The secondary sellers I investigated each posted notices revealing they are not primary sellers and might be selling tickets at more than face value. Those disclaimers were not posted prominently, however, and none stated that the sellers did not actually have “Hamilton” tickets in their possession.

To the contrary, each posted interactive Auditorium Theatre seating charts that appeared to let purchasers choose specific seats on specific performance dates. Observant buyers might infer from statements like a guarantee posted on Ticketoffices.com’s website that the seller does not have in hand the tickets it is offering.

Touted as a “100 percent guarantee,” it promises to “get you your tickets no less than one hour before your event’s start time.” The guarantee hedges the promise, adding that “in the event that we are unable to send you the exact tickets you ordered, we will provide you with tickets for equivalent or better seating.”

Still, the guarantee—reached only by clicking on a link a purchaser might or might not open—would seem to fall far short of what the New York statute demands: a clearly stated disclaimer and proof that the buyer has read that disclaimer.

In the first enforcement of the new amendment, state Attorney General Barbara Underwood sued Ticket Galaxy, a Connecticut online secondary ticket seller. In the mid-September civil action, she accused the firm of “a massive scheme to trick tens of thousands of unsuspecting consumers into buying tickets to concerts, shows, and other live events that the sellers did not actually have.”

Tickets were sold to unsuspecting purchasers for “hugely inflated prices,” Underwood stated in a Sept. 20 press release.

The vendor’s alleged scheme consists of the secondary seller offering tickets it neither possesses nor has arranged to buy. If the company cannot obtain tickets for shows or concerts it has pre-sold, it refunds patrons’ money but takes pains to conceal the fact that at the time it offered tickets online it did not actually have them in hand. To the contrary, the organization claimed that “selling, attempting to sell, or advertising speculative tickets is strictly prohibited by our website,” the court complaint states.

Filed Sept. 14 in state Supreme Court in Manhattan, the action seeks reparations for allegedly overcharged theater attendees and concert goers. It estimates that New York consumers were bilked out $54 million; when ticket purchasers in other states are added, the alleged overcharges total $91 million.

I reached out to ETC CEO Adam Young and Vividseats.com public relations director Jake DiGregorio, respectively, asking in a LinkedIn message and a voicemail whether their firms actually have tickets for RBTL’s upcoming “Hamilton” run.  Neither responded.

A Ticketoffices.com sales agent identifying herself only as Gina claimed the company had possession of “Hamilton” tickets but could not explain how it had acquired them despite RBTL’s and the show’s producer’s efforts to keep them off the market.
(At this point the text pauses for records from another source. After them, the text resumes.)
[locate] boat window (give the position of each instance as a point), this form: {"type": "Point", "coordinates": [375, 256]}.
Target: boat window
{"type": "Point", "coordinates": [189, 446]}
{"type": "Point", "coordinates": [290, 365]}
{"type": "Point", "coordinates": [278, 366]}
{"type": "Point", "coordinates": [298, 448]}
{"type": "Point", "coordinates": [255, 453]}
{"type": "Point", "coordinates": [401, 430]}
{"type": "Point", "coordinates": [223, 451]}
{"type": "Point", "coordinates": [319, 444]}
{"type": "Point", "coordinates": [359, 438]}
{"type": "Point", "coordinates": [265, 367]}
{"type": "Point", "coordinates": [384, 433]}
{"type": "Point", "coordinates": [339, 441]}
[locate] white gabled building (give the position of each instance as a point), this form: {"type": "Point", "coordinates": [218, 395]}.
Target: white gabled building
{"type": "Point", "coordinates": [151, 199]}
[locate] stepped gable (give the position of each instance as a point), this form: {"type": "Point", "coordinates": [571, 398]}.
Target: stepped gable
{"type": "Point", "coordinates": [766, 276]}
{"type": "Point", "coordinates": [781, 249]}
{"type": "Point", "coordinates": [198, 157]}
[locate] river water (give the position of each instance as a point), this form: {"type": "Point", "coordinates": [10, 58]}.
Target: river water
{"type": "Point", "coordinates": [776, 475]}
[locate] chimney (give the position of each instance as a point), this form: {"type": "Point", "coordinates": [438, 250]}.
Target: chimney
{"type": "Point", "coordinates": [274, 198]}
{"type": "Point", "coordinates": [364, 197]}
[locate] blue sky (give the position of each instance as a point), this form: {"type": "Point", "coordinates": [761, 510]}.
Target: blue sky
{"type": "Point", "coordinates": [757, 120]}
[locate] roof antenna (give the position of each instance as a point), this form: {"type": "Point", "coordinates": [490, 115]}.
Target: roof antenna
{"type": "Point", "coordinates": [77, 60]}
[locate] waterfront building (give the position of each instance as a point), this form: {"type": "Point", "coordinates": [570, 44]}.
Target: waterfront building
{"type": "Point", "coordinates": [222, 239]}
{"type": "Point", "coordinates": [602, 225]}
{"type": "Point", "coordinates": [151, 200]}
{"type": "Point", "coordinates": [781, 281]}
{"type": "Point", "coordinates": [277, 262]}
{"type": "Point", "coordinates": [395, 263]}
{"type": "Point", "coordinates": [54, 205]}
She said she could not connect with a supervisor or company officer.

Certain-sellout shows like “Hamilton” bring scalping into sharp relief, but the practice is hardly limited to smash hits, Glosser says. During her 30-year tenure, problems have surfaced with virtually every show. Some patrons have shown up only to learn that the ticket an online seller said would be waiting at the box office did not exist.

“We provide them with documentation so that they can get their money back from their credit card company and we’ll try to see if there are seats available,” Glosser says.

If replacement seats can be found, patrons have to pay for them, a wrinkle that she imagines does not sit well with some.

Others have valid tickets but learn only at curtain time how much they have overpaid.

Informing such patrons is not Glosser’s favorite task.

“It’s heartbreaking to have people show up and have to tell them how much their ticket usually sells for,” she says.